Thanks for the heads up. I guess the same for the feeder goldfish....


----------



## Corwin (May 23, 2010)

yeah prety much


----------



## Corwin (May 23, 2010)

its really easy to tell when they are dead though, when they are alive they are prety much transparent (except their main body in which you can see their dinners being digested) when they are dead they turn a milky cream color, and are realy easy to spot.

Also it is a good idea to keep them with live plants as they will supliment their diet by grooming the plant (though I have heard that ferts are bad for them, so if you dont have a substrate that plants can grow in without added nutrients dont get plants, they will do fine)

I recomend if you dont have live plants and cant keep them without additives, get something like some caves or something for them to hide in (also they aparantly like java moss)


----------



## FishMatt (May 12, 2010)

I have caves in my tank but I can't have live plant because of my pleco. Should a pet store have the moss?


----------



## Corwin (May 23, 2010)

most LFS have it yeah, though the caves might be enough provided theres nothing else inhabiting them


----------



## FishMatt (May 12, 2010)

Well one of my caves has a Featherfin catfish in it but he is not mean at all my other log has a pictus living in it but he might not notice the shrimps and the pleco is there sometimes but he is very nice also.


----------



## Corwin (May 23, 2010)

honestly, they are really inexpensive, and seeing as they can be viewed as feeders I would just say get some and find out what happens


----------



## Citizen Snips (Jan 6, 2010)

snails, especially golden apple/inca/mystery tend to float when they are happy and full.
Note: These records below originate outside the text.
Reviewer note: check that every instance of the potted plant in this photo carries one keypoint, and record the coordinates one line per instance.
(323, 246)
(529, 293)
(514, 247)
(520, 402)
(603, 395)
Mine used to float all the time and when ready to feed or explore sink back to the bottom of the tank. They take in a bubble of air and expel it when they want to land.
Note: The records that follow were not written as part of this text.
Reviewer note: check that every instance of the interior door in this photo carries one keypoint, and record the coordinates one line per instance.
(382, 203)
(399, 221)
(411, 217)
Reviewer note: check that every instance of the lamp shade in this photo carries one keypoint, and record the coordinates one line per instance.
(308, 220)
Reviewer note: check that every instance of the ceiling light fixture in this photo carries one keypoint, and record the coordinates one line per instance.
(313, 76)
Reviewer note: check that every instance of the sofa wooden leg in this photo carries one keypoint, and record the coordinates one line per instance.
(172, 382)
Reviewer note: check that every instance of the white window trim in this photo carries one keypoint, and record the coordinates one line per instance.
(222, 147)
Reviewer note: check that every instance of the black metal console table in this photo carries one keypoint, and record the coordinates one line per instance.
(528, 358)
No reason to worry. You'll know when a snail is dead because they STINK.


----------



## FishMatt (May 12, 2010)

Thanks, I just smelt the cup I have him in It STINKS so he is dead


----------



## FishMatt (May 12, 2010)

Hi again, Okay my Black Snail died I haven't got the shrimp yet but then my snail in the 20 died so I replaced him and now this morning I floating this is just crazy weird. Could he have killed himself? Because his door is closed and part of his flesh is hanging out? I'll put him in a cup like the last one so I'm screwed. Is this a good price for shrimp 33 cents? And this is my at LFS ?

Here is pic of him


----------



## Corwin (May 23, 2010)

33 cents is a very good price for ghost shrimp, lol and if its any other shrimp besides ghost/glass shrimp its an AMAZING price (so low that I would wonder about it infact).

You may want to hold off on picking up those shrimp untill you know what is killing your snails, inverts in general are sensitive to additives in the water, and shrimp are by no means an exception.

Run a few tests on your water, and if you can get one of your LFS (pet smarts do it too) to do a test on your water and give you a readout on its various stats. 

Also how long did you have the first snail for and did you buy them in the same place?

edit; from the picture you showed he may or may not be dead, he could just be hiding out inside his shell for one reason or another.


----------



## FishMatt (May 12, 2010)

I'll take a sample to PetSmart when I go back. I thought the price was kinda low but I'd ask you first Thanks.


----------



## Corwin (May 23, 2010)

np, as I said they should be cheap as they are often sold as feeders, also dont forget to expect a few to not survive when you get them though


----------